Essere senza fissa dimora a Torino

Una delle stanze della casa di ospitalità notturna di via Nizza, a ridosso dello scalo ferroviario

Si stimano in circa 2000 le persone senza fissa dimora a Torino. Di queste circa 1700 sono passate l’anno scorso dalle case di ospitalità notturna del Comune. Il loro numero è quasi raddoppiato dal 2012, pur rimanendo di gran lunga inferiore a quello di altre grandi città (a Milano sono circa 13.000). La Commissione consiliare per i servizi sociali ha visitato nel pomeriggio del 6 febbraio la struttura comunale di via Nizza 47 e 49: ambulatorio medico e dormitorio da 18 posti letto.
La struttura è di “bassa soglia”: non serve prenotazione e se c’è posto si viene accolti.
I senza-casa, in maggioranza stranieri, trovano qui la possibilità di fare una doccia e di dormire (fino a 30 giorni se residenti a Torino, fino a sette giorni in caso contrario), ma soprattutto quella di essere ascoltati e aiutati a conoscere le risorse assistenziali della Città e, nei casi migliori, ad avviare percorsi di reinserimento.
La partenza per chi è senza documenti è cominciare il percorso per ottenerli, intanto si entra nelle liste d’attesa dei dormitori per potere usufruire di un posto in altre strutture e magari accedere ai progetti di reinserimento lavorativo, come “Costruire Bellezza” nella casa di via Ghedini, o l’orto di via Carrera.
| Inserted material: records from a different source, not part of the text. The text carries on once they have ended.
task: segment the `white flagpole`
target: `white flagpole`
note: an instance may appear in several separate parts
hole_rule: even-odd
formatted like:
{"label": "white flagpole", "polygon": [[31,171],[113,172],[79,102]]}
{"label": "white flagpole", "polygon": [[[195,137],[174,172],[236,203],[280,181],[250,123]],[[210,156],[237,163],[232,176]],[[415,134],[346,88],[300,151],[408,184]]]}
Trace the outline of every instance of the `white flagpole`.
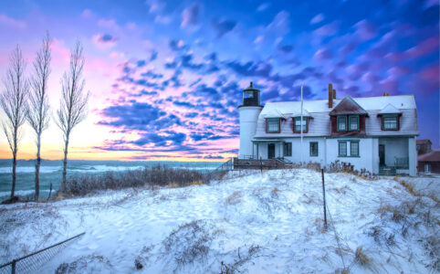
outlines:
{"label": "white flagpole", "polygon": [[303,120],[302,120],[302,104],[303,104],[303,101],[302,101],[302,86],[303,86],[303,83],[301,83],[301,121],[299,122],[299,124],[301,125],[301,164],[302,164],[302,123],[303,123]]}

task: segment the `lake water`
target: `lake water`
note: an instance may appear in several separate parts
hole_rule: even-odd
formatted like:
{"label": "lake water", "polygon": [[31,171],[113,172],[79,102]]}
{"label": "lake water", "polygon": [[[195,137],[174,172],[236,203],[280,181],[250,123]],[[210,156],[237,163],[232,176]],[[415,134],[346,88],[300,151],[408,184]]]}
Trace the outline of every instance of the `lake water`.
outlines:
{"label": "lake water", "polygon": [[[16,195],[26,195],[35,190],[35,160],[19,160],[16,166]],[[218,167],[220,162],[122,162],[122,161],[88,161],[69,160],[68,176],[84,174],[103,174],[105,172],[121,172],[129,169],[140,169],[145,166],[163,164],[173,168],[195,169],[202,173],[210,172]],[[62,180],[63,163],[61,160],[43,160],[40,168],[40,197],[48,195],[50,183],[54,190],[58,189]],[[12,160],[0,159],[0,198],[11,195]]]}

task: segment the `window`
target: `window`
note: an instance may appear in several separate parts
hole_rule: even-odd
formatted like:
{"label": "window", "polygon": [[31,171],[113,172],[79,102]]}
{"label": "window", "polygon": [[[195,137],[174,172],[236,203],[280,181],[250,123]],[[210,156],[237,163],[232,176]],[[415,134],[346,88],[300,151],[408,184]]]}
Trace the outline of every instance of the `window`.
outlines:
{"label": "window", "polygon": [[338,156],[347,156],[347,142],[339,142],[338,143],[339,147],[339,155]]}
{"label": "window", "polygon": [[359,115],[349,116],[349,130],[359,131]]}
{"label": "window", "polygon": [[350,156],[359,157],[359,142],[351,141],[350,142]]}
{"label": "window", "polygon": [[396,131],[398,130],[397,115],[387,115],[382,117],[383,131]]}
{"label": "window", "polygon": [[[295,117],[295,132],[301,132],[301,117]],[[302,117],[302,132],[307,132],[307,117]]]}
{"label": "window", "polygon": [[292,143],[291,142],[285,142],[284,143],[284,156],[291,156],[292,155]]}
{"label": "window", "polygon": [[269,118],[266,121],[266,132],[271,133],[279,132],[279,118]]}
{"label": "window", "polygon": [[243,96],[245,98],[253,98],[254,97],[254,91],[245,91],[245,92],[243,92]]}
{"label": "window", "polygon": [[338,116],[338,132],[347,132],[347,116]]}
{"label": "window", "polygon": [[310,142],[310,156],[318,156],[318,142]]}

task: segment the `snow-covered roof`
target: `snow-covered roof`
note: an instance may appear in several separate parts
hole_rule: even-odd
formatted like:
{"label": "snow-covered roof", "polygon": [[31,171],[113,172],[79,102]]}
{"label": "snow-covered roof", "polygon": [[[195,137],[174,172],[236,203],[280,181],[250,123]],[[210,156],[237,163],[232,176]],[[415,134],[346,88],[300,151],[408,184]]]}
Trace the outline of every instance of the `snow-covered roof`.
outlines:
{"label": "snow-covered roof", "polygon": [[[330,129],[330,111],[344,99],[333,100],[333,108],[329,109],[328,100],[305,100],[303,102],[304,116],[313,118],[309,121],[309,131],[304,133],[305,136],[330,136],[331,135]],[[345,102],[354,101],[359,107],[363,109],[367,114],[365,119],[365,132],[367,135],[371,136],[392,136],[392,135],[418,135],[418,122],[417,111],[415,107],[415,100],[413,95],[398,95],[398,96],[380,96],[368,98],[345,98]],[[353,104],[351,104],[353,105]],[[388,110],[392,111],[392,108],[395,108],[393,111],[400,111],[402,114],[400,118],[399,131],[382,131],[382,119],[378,116],[381,111]],[[342,106],[342,105],[341,105]],[[343,109],[343,108],[342,108]],[[300,115],[301,101],[282,101],[282,102],[268,102],[261,111],[257,123],[255,138],[284,138],[296,137],[298,134],[292,132],[292,121],[290,117]],[[273,113],[279,113],[286,118],[285,121],[280,121],[279,133],[266,132],[265,119],[267,116],[272,116]],[[272,116],[273,117],[273,116]],[[278,116],[280,117],[280,116]]]}
{"label": "snow-covered roof", "polygon": [[378,112],[378,114],[396,114],[396,113],[402,113],[402,111],[397,110],[392,104],[387,104],[383,109],[381,110],[381,111]]}
{"label": "snow-covered roof", "polygon": [[267,110],[265,113],[260,114],[262,118],[284,118],[286,119],[286,116],[282,114],[279,110],[276,108],[271,108]]}
{"label": "snow-covered roof", "polygon": [[[365,98],[352,98],[365,111],[382,111],[388,104],[392,104],[398,110],[415,109],[415,100],[413,95],[397,95],[397,96],[378,96]],[[303,108],[309,112],[330,112],[336,108],[342,99],[333,100],[333,108],[329,109],[328,100],[304,100]],[[301,110],[301,101],[280,101],[266,103],[260,115],[265,115],[272,111],[273,109],[278,111],[281,114],[291,116],[298,113]]]}
{"label": "snow-covered roof", "polygon": [[[290,117],[300,117],[301,116],[301,110],[298,111],[294,111]],[[310,113],[307,110],[302,110],[302,116],[303,117],[310,117]]]}

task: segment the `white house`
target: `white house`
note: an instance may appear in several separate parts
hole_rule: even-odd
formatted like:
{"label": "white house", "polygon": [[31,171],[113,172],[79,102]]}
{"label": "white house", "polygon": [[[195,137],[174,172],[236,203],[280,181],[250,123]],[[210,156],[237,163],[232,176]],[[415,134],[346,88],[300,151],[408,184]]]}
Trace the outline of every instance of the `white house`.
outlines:
{"label": "white house", "polygon": [[[329,99],[260,105],[252,82],[243,91],[239,159],[351,163],[354,169],[415,175],[419,134],[413,95]],[[303,141],[301,145],[301,127]],[[301,155],[302,154],[302,155]]]}

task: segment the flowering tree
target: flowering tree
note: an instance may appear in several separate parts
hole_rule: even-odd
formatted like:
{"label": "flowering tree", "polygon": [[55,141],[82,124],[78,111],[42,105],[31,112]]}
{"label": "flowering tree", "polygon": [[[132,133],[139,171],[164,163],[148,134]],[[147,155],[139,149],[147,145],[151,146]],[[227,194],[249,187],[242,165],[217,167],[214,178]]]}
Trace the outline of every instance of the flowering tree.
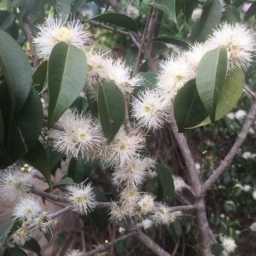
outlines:
{"label": "flowering tree", "polygon": [[[6,2],[11,11],[0,13],[0,192],[14,207],[12,218],[0,228],[3,255],[26,255],[22,248],[40,255],[36,232],[50,239],[56,218],[70,211],[89,216],[96,225],[97,214],[127,233],[67,255],[100,255],[133,236],[156,254],[170,255],[143,230],[167,226],[188,212],[196,219],[202,255],[234,252],[232,238],[217,240],[210,229],[204,196],[230,165],[256,116],[256,94],[245,85],[243,75],[255,53],[250,19],[255,3],[240,22],[237,7],[244,1],[148,1],[140,31],[139,11],[130,0],[127,8],[116,0]],[[99,7],[105,9],[96,15]],[[175,23],[179,16],[191,17],[190,36],[159,36],[164,14]],[[84,28],[89,25],[129,38],[137,48],[134,64],[94,45]],[[158,42],[178,45],[179,50],[160,61]],[[22,46],[30,48],[31,56]],[[218,168],[203,179],[183,133],[230,115],[243,90],[254,103],[242,129]],[[172,174],[147,151],[148,135],[166,126],[182,154],[185,179]],[[70,161],[67,175],[52,182],[65,158]],[[155,172],[157,198],[142,189]],[[35,177],[49,188],[33,185]],[[101,182],[107,184],[105,190]],[[55,193],[57,188],[61,195]],[[43,210],[33,194],[62,209]],[[179,205],[173,205],[174,196]],[[255,223],[251,229],[256,229]]]}

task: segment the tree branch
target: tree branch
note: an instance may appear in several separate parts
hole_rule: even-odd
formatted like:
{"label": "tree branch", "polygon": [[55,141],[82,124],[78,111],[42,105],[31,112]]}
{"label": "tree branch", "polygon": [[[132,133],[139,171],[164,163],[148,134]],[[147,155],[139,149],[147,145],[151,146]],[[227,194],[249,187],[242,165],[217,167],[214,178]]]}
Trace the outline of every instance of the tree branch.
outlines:
{"label": "tree branch", "polygon": [[203,194],[204,194],[206,190],[218,179],[220,176],[223,173],[226,169],[231,163],[233,159],[237,154],[238,150],[245,139],[256,116],[256,102],[254,102],[250,109],[241,132],[238,135],[237,138],[228,154],[221,161],[218,168],[204,184],[202,190]]}

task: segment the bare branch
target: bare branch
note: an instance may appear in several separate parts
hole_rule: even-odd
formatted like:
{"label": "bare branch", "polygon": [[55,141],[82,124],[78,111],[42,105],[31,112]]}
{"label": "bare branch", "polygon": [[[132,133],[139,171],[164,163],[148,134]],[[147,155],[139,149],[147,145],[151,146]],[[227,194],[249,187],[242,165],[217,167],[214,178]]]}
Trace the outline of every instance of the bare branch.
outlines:
{"label": "bare branch", "polygon": [[256,116],[256,102],[254,102],[249,112],[245,121],[237,138],[228,154],[221,161],[219,166],[205,182],[203,186],[202,192],[205,193],[206,190],[218,179],[226,169],[231,163],[238,150],[245,139],[249,130]]}

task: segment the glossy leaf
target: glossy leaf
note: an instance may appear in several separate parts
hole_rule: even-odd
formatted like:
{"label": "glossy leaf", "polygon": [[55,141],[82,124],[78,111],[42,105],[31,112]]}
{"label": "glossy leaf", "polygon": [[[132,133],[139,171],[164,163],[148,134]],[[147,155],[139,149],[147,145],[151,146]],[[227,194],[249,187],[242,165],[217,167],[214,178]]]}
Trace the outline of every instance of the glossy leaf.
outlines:
{"label": "glossy leaf", "polygon": [[138,24],[133,19],[127,15],[118,13],[104,13],[95,16],[87,21],[89,20],[99,20],[109,22],[135,32],[138,32]]}
{"label": "glossy leaf", "polygon": [[[243,93],[244,79],[243,71],[240,69],[230,72],[227,77],[222,92],[217,104],[216,120],[226,116],[237,104]],[[203,122],[193,127],[199,127],[210,124],[208,116]]]}
{"label": "glossy leaf", "polygon": [[124,97],[112,82],[102,81],[98,86],[98,108],[101,124],[106,137],[112,140],[124,121]]}
{"label": "glossy leaf", "polygon": [[48,61],[48,126],[52,126],[79,96],[86,81],[86,57],[74,46],[61,42]]}
{"label": "glossy leaf", "polygon": [[158,8],[165,13],[175,23],[177,23],[175,12],[175,0],[159,0],[154,4],[146,5]]}
{"label": "glossy leaf", "polygon": [[8,33],[0,30],[0,66],[8,84],[13,108],[23,107],[30,91],[32,69],[22,48]]}
{"label": "glossy leaf", "polygon": [[217,103],[225,84],[227,67],[228,51],[222,47],[207,52],[199,63],[196,88],[213,124]]}
{"label": "glossy leaf", "polygon": [[47,60],[45,60],[42,63],[37,67],[32,77],[32,85],[38,93],[41,93],[42,90],[47,74]]}
{"label": "glossy leaf", "polygon": [[42,174],[52,190],[49,161],[46,152],[39,140],[37,141],[33,147],[24,155],[23,159]]}
{"label": "glossy leaf", "polygon": [[186,127],[196,125],[207,116],[195,80],[188,81],[179,91],[175,97],[173,112],[179,132]]}
{"label": "glossy leaf", "polygon": [[199,20],[197,39],[203,41],[212,30],[215,28],[221,19],[222,8],[218,0],[207,0]]}
{"label": "glossy leaf", "polygon": [[156,170],[163,193],[166,197],[168,204],[170,204],[175,193],[171,171],[165,165],[159,163],[156,165]]}
{"label": "glossy leaf", "polygon": [[162,42],[175,44],[183,47],[187,47],[189,44],[191,43],[189,40],[177,36],[159,36],[152,38],[152,40]]}

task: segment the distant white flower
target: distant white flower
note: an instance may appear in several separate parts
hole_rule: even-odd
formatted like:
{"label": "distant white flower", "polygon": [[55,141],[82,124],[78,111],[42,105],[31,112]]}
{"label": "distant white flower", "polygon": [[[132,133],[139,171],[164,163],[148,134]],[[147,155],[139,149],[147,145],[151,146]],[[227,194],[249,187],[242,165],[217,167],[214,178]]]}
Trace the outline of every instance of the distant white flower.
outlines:
{"label": "distant white flower", "polygon": [[255,34],[245,25],[226,22],[214,30],[208,41],[214,48],[221,47],[228,49],[230,70],[237,67],[245,69],[252,61]]}
{"label": "distant white flower", "polygon": [[11,243],[18,246],[24,245],[31,238],[28,231],[25,228],[20,228],[10,236],[9,239]]}
{"label": "distant white flower", "polygon": [[119,184],[124,182],[126,185],[139,185],[145,180],[146,169],[144,159],[136,159],[124,167],[118,167],[113,174],[113,179]]}
{"label": "distant white flower", "polygon": [[234,120],[235,119],[235,113],[231,112],[228,114],[226,116],[230,120]]}
{"label": "distant white flower", "polygon": [[163,95],[154,90],[141,92],[132,103],[132,116],[139,125],[148,129],[158,129],[168,122],[170,104]]}
{"label": "distant white flower", "polygon": [[77,249],[71,250],[65,254],[65,256],[83,256],[84,253]]}
{"label": "distant white flower", "polygon": [[170,100],[174,99],[179,90],[195,75],[184,52],[177,56],[172,55],[160,64],[157,90],[161,94]]}
{"label": "distant white flower", "polygon": [[253,232],[256,232],[256,222],[253,222],[250,226],[250,229]]}
{"label": "distant white flower", "polygon": [[148,214],[154,210],[155,204],[154,199],[155,197],[151,195],[146,195],[143,196],[138,202],[140,211],[143,214]]}
{"label": "distant white flower", "polygon": [[247,115],[247,113],[244,110],[240,110],[235,113],[235,117],[238,120],[244,119]]}
{"label": "distant white flower", "polygon": [[127,15],[132,19],[137,19],[140,16],[140,11],[132,5],[128,5],[127,13]]}
{"label": "distant white flower", "polygon": [[105,162],[118,168],[132,164],[140,157],[144,141],[141,134],[127,135],[122,126],[107,147]]}
{"label": "distant white flower", "polygon": [[173,175],[173,179],[175,192],[181,192],[183,188],[187,187],[187,185],[181,177]]}
{"label": "distant white flower", "polygon": [[64,130],[53,130],[50,137],[58,151],[77,157],[79,154],[88,159],[93,151],[105,140],[100,133],[97,122],[85,118],[76,110],[64,114],[58,123]]}
{"label": "distant white flower", "polygon": [[38,56],[49,58],[54,46],[61,41],[83,49],[89,36],[88,33],[83,30],[83,27],[78,20],[66,23],[63,22],[61,17],[55,20],[48,17],[44,23],[38,25],[37,36],[33,38]]}
{"label": "distant white flower", "polygon": [[93,10],[88,8],[82,9],[80,11],[80,13],[82,14],[83,17],[86,19],[91,19],[94,16],[94,13]]}
{"label": "distant white flower", "polygon": [[194,22],[196,22],[201,17],[203,9],[201,8],[196,8],[194,9],[192,15],[191,15],[191,19]]}
{"label": "distant white flower", "polygon": [[31,188],[32,176],[13,167],[0,174],[0,193],[4,200],[13,201],[25,196]]}
{"label": "distant white flower", "polygon": [[16,203],[13,215],[22,221],[32,220],[41,210],[38,200],[31,195],[27,195],[20,198]]}
{"label": "distant white flower", "polygon": [[73,210],[81,215],[87,214],[95,207],[95,195],[91,183],[87,185],[75,184],[68,186],[67,197]]}
{"label": "distant white flower", "polygon": [[237,247],[235,240],[231,237],[222,237],[220,240],[224,250],[228,253],[233,252]]}
{"label": "distant white flower", "polygon": [[143,228],[145,230],[150,228],[154,225],[153,221],[149,219],[145,219],[141,221],[141,224],[143,226]]}

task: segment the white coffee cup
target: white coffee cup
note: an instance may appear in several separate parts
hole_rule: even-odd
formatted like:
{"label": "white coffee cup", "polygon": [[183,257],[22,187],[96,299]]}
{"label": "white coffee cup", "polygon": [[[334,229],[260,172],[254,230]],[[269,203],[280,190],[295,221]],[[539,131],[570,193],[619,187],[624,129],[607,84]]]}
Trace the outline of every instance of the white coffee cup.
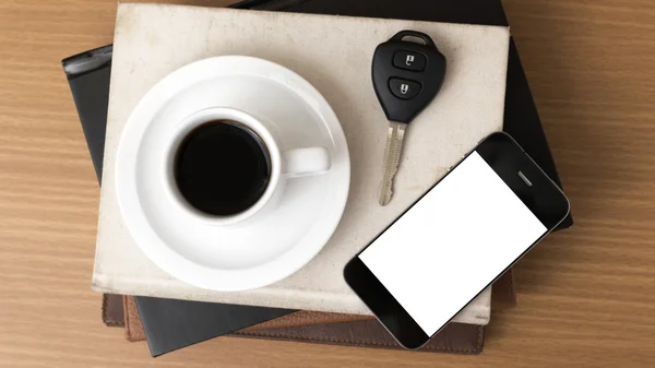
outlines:
{"label": "white coffee cup", "polygon": [[[227,216],[207,214],[191,205],[180,193],[174,173],[176,154],[184,138],[195,128],[216,120],[230,120],[257,133],[263,141],[271,162],[269,185],[264,193],[248,209]],[[174,128],[165,145],[163,173],[165,176],[164,187],[168,200],[171,200],[178,210],[204,223],[234,225],[251,218],[255,214],[262,214],[275,209],[284,193],[288,179],[320,175],[330,170],[330,153],[325,147],[300,147],[283,152],[278,144],[279,138],[275,136],[275,134],[279,135],[282,132],[275,132],[272,128],[271,122],[230,107],[210,107],[186,117]]]}

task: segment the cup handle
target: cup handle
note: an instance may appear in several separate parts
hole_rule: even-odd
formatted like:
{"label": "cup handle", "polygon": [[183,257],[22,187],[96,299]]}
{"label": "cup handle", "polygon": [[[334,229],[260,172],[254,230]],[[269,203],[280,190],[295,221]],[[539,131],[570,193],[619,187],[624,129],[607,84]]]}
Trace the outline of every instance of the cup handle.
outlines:
{"label": "cup handle", "polygon": [[286,177],[302,177],[322,174],[332,165],[325,147],[308,147],[285,151],[282,154],[282,174]]}

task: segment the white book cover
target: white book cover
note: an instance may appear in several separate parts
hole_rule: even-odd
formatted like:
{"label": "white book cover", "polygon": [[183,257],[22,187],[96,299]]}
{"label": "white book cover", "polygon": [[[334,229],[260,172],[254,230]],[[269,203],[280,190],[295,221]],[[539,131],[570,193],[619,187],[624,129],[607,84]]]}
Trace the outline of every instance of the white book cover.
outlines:
{"label": "white book cover", "polygon": [[[394,197],[382,207],[377,191],[386,121],[370,69],[376,47],[402,29],[428,34],[448,60],[448,74],[437,98],[407,129]],[[509,39],[509,28],[500,26],[120,3],[93,289],[370,314],[345,284],[344,265],[480,139],[502,130]],[[222,55],[267,59],[308,80],[335,110],[350,153],[348,203],[330,241],[300,271],[247,292],[198,288],[156,266],[130,236],[115,188],[117,144],[139,100],[178,68]],[[480,294],[455,321],[488,323],[490,293]]]}

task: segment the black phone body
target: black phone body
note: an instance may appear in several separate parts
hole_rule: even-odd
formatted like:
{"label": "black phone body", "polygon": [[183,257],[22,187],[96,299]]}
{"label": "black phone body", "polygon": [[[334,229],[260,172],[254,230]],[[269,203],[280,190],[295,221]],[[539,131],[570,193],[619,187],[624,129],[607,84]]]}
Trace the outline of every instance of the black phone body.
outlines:
{"label": "black phone body", "polygon": [[492,133],[355,256],[344,277],[401,345],[419,348],[569,209],[510,135]]}

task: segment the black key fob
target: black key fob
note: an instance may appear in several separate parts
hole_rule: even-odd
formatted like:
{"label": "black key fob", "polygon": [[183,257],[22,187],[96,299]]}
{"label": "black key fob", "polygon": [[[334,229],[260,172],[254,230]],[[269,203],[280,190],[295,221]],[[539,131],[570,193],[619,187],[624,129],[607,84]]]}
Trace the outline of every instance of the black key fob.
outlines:
{"label": "black key fob", "polygon": [[402,31],[376,48],[371,72],[386,119],[409,123],[439,93],[445,57],[430,36]]}

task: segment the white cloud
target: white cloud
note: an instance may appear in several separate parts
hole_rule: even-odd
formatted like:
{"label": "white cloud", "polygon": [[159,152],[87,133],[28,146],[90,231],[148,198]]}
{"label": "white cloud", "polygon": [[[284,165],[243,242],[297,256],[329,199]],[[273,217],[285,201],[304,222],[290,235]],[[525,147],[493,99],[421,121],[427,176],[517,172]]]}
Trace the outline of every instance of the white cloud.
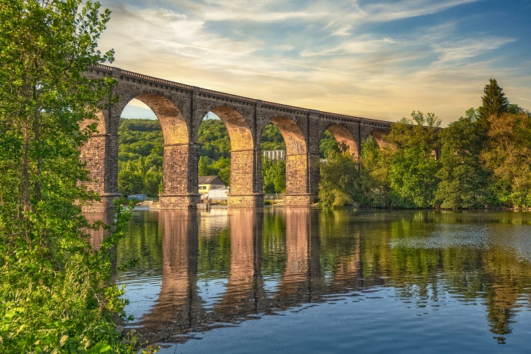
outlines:
{"label": "white cloud", "polygon": [[480,100],[516,38],[463,35],[454,18],[372,28],[475,1],[115,1],[100,45],[115,48],[117,67],[184,84],[391,120],[435,110],[448,122]]}

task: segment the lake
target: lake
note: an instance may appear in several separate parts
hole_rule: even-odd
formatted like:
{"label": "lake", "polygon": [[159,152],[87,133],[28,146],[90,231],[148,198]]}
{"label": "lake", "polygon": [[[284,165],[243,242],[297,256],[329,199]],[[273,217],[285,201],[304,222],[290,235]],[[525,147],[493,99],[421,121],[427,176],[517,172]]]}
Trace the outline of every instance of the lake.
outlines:
{"label": "lake", "polygon": [[135,210],[118,264],[161,353],[528,353],[531,213]]}

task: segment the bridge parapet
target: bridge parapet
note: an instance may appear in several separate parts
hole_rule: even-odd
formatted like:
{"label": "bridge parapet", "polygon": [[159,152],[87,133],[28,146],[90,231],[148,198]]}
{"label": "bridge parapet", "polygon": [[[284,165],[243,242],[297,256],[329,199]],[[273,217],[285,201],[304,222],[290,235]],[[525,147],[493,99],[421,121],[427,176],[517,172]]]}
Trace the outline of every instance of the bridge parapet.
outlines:
{"label": "bridge parapet", "polygon": [[[164,135],[163,208],[195,208],[198,193],[198,139],[205,115],[211,111],[224,120],[229,132],[232,169],[229,205],[256,207],[263,204],[260,142],[265,126],[280,130],[287,147],[287,195],[290,205],[309,205],[319,189],[319,147],[329,130],[338,142],[358,156],[361,142],[388,132],[391,122],[316,110],[264,101],[202,88],[149,75],[99,64],[89,77],[112,76],[119,102],[101,112],[99,135],[83,151],[94,183],[88,187],[109,200],[118,195],[118,125],[122,110],[132,98],[146,103],[159,118]],[[106,210],[110,203],[95,205]],[[98,209],[99,208],[99,209]]]}

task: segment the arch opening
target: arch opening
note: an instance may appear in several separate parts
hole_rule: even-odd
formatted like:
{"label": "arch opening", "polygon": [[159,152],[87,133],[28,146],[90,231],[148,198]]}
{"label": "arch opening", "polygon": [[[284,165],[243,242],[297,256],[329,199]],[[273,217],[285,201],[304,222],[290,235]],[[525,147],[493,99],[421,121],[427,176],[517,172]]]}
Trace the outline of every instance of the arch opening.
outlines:
{"label": "arch opening", "polygon": [[307,205],[309,196],[309,162],[306,139],[300,127],[291,118],[277,117],[271,120],[280,131],[285,145],[286,205]]}
{"label": "arch opening", "polygon": [[[205,117],[209,115],[219,118],[229,136],[227,145],[229,149],[230,166],[226,166],[227,162],[224,160],[220,164],[222,168],[219,169],[219,171],[229,171],[229,178],[227,178],[230,188],[227,193],[228,205],[253,207],[261,205],[259,151],[255,149],[249,125],[241,113],[232,108],[222,105],[211,109],[210,113],[205,113],[200,125],[205,124]],[[215,125],[213,123],[207,124]],[[221,123],[215,124],[219,125]]]}

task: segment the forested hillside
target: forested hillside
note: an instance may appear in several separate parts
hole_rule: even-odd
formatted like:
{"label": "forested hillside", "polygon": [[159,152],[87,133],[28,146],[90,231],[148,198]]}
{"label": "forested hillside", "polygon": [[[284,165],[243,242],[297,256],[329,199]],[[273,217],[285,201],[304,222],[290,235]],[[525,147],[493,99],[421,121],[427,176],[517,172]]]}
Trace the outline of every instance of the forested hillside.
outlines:
{"label": "forested hillside", "polygon": [[531,113],[510,104],[494,79],[482,101],[444,130],[435,114],[413,111],[392,127],[389,147],[363,142],[358,164],[349,152],[331,153],[321,169],[321,202],[529,209]]}

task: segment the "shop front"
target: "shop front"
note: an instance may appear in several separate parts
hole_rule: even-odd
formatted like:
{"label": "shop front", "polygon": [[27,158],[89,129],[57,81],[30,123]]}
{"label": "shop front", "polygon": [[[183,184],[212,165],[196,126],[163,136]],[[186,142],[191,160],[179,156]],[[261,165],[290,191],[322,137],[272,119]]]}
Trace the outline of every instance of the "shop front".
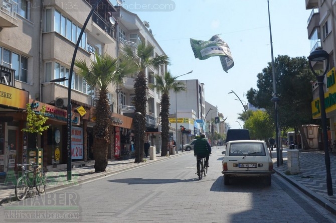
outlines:
{"label": "shop front", "polygon": [[29,98],[28,91],[0,83],[0,177],[23,161],[21,130]]}

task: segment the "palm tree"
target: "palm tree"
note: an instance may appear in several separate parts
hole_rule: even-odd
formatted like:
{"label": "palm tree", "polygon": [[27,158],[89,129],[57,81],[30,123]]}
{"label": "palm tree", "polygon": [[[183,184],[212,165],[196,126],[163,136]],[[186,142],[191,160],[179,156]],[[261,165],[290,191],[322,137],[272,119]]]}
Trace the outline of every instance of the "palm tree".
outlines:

Ed è questo lo scopo principale del servizio, assieme alla riduzione del danno ed al monitoraggio del fenomeno.

Non tutti i senza-casa, accettano il dormitorio, per questo un preciso censimento del fenomeno è molto difficile: le regole delle case possono rappresentare una complicazione per chi fa uso pesante di sostanze, o ha molti animali.
Ci sono poi quelli che di notte preferiscono la strada, spiegano gli operatori: il cittadino ben disposto è più generoso e, grazie al suo senso di colpa, c’è chi arriva a mettere insieme anche 300 euro al giorno.

All’indomani della drammatica vicenda della Pellerina, dove alcune notti fa è morto un uomo a poca distanza dal rifugio gestito della Croce Rossa, i responsabili della struttura precisano che il problema principale, contrariamente a quanto si può credere, non è il numero di posti di accoglienza, ma riuscire a stabilire un rapporto di fiducia con le persone che hanno bisogno di accoglienza.

Complessivamente buona a loro giudizio è la rete di servizi torinese: il modello adottato nella nostra Città vede la cooperazione tra ente pubblico, impresa sociale e volontariato; funziona bene e responsabilizza tutti. Altrove, per esempio a Roma o a Milano, nonostante l’altissimo numero di senza-casa, non vi è intervento pubblico diretto e le iniziative vengono lasciate al volontariato, soprattutto di matrice religiosa, al quale vengono erogati da parte pubblica sussidi economici.